Yalnız Türkler arasında değil bütün dünya tarafından tanınan Nasreddin Hoca yüzyıllar boyunca ismi çerçevesinde oluşturulmuş fıkralarla sembol şahsiyet haline gelmiştir. Kavuğuyla cübbesiyle kürküyle eşeğiyle dekor olarak bütünleşmiş olan Nasreddin Hoca; çevresindeki insanlarla ilişkisi ve şakacı mizacıyla da Türk toplumunun güler yüzü olmuştur.
Türk milletinin mizah dehasını temsil eden Nasreddin Hoca fıkraları sözlü anlatım ürünü oldukları için ağızdan ağıza nakil vasıtasıyla günümüze kadar gelebilmişlerdir. Bu bakımdan zaman içerisinde Nasreddin Hoca fıkraları değiştirilmiş zenginleştirilmiş ve yarı efsanevi bir hale getirilmiştir.
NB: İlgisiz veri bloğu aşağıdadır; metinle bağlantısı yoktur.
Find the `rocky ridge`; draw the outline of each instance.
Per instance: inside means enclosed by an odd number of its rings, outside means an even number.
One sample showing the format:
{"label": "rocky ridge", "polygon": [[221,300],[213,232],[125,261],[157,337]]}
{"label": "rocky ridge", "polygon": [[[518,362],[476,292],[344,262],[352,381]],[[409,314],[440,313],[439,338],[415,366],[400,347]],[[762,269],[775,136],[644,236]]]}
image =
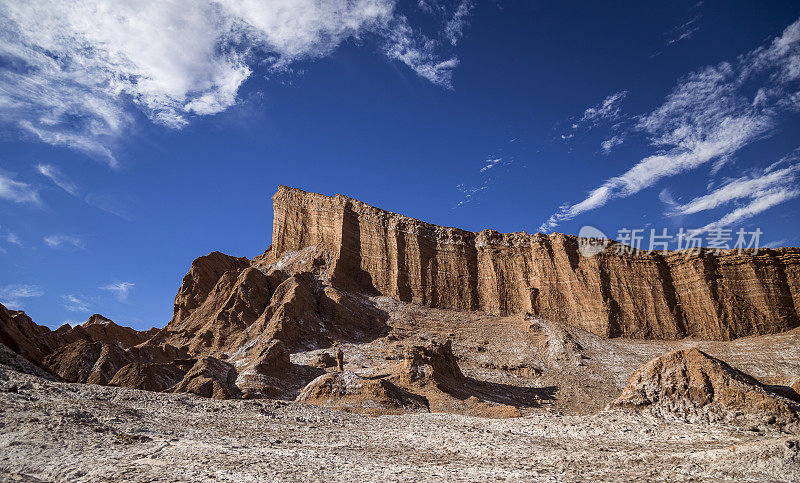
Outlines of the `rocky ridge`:
{"label": "rocky ridge", "polygon": [[320,247],[342,286],[404,302],[530,313],[604,337],[730,340],[800,324],[800,249],[593,257],[560,233],[478,233],[280,187],[272,253]]}
{"label": "rocky ridge", "polygon": [[[585,258],[565,235],[470,233],[284,187],[273,202],[273,245],[253,260],[196,259],[164,328],[94,315],[51,331],[1,308],[0,355],[68,382],[518,417],[591,411],[621,389],[582,345],[597,336],[727,340],[797,325],[797,249]],[[343,370],[331,348],[344,348]]]}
Fıkralarda ders ve ibret verme güldürürken düşündürme esastır. Olayların merkezi kişisi bütün fıkralarda Nasreddin Hoca'dır. Fıkralar olay ve nükte olmak üzere iki bölümden meydana gelirler. Olaylar basit; nükte zarif alaycı ve düşündürücüdür. Nasreddin Hoca fıkralarına dikkat edilirse bencillik bilgiçlik mantıksızlık gözü açıklık gösteriş adam kayırma mefaatçilik yoluna gidenlerin alay konusu edildiği görülür.
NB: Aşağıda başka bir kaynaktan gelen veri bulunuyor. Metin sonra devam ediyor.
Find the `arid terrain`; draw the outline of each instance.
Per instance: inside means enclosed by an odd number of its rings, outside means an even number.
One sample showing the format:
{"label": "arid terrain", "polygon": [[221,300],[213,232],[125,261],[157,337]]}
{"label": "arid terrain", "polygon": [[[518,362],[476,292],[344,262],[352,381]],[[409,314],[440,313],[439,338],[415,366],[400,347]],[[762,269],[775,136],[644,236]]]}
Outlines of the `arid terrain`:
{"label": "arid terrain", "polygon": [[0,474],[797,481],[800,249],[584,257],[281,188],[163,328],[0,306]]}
Ord. Prof. Dr. M. Fuad Köprülü'nün Nasreddin Hoca adlı eseri aradan bunca yıl geçmesine rağmen Nasreddin Hoca hakkındaki en önemli çalışmalardan biri olma özelliğini korumaktadır. Kitabın içerisinde yer alan manzum fıkralar günümüz gençlerinin ve çocuklarının rahatlıkla anlayabilecekleri bir dille kaleme alınmıştır.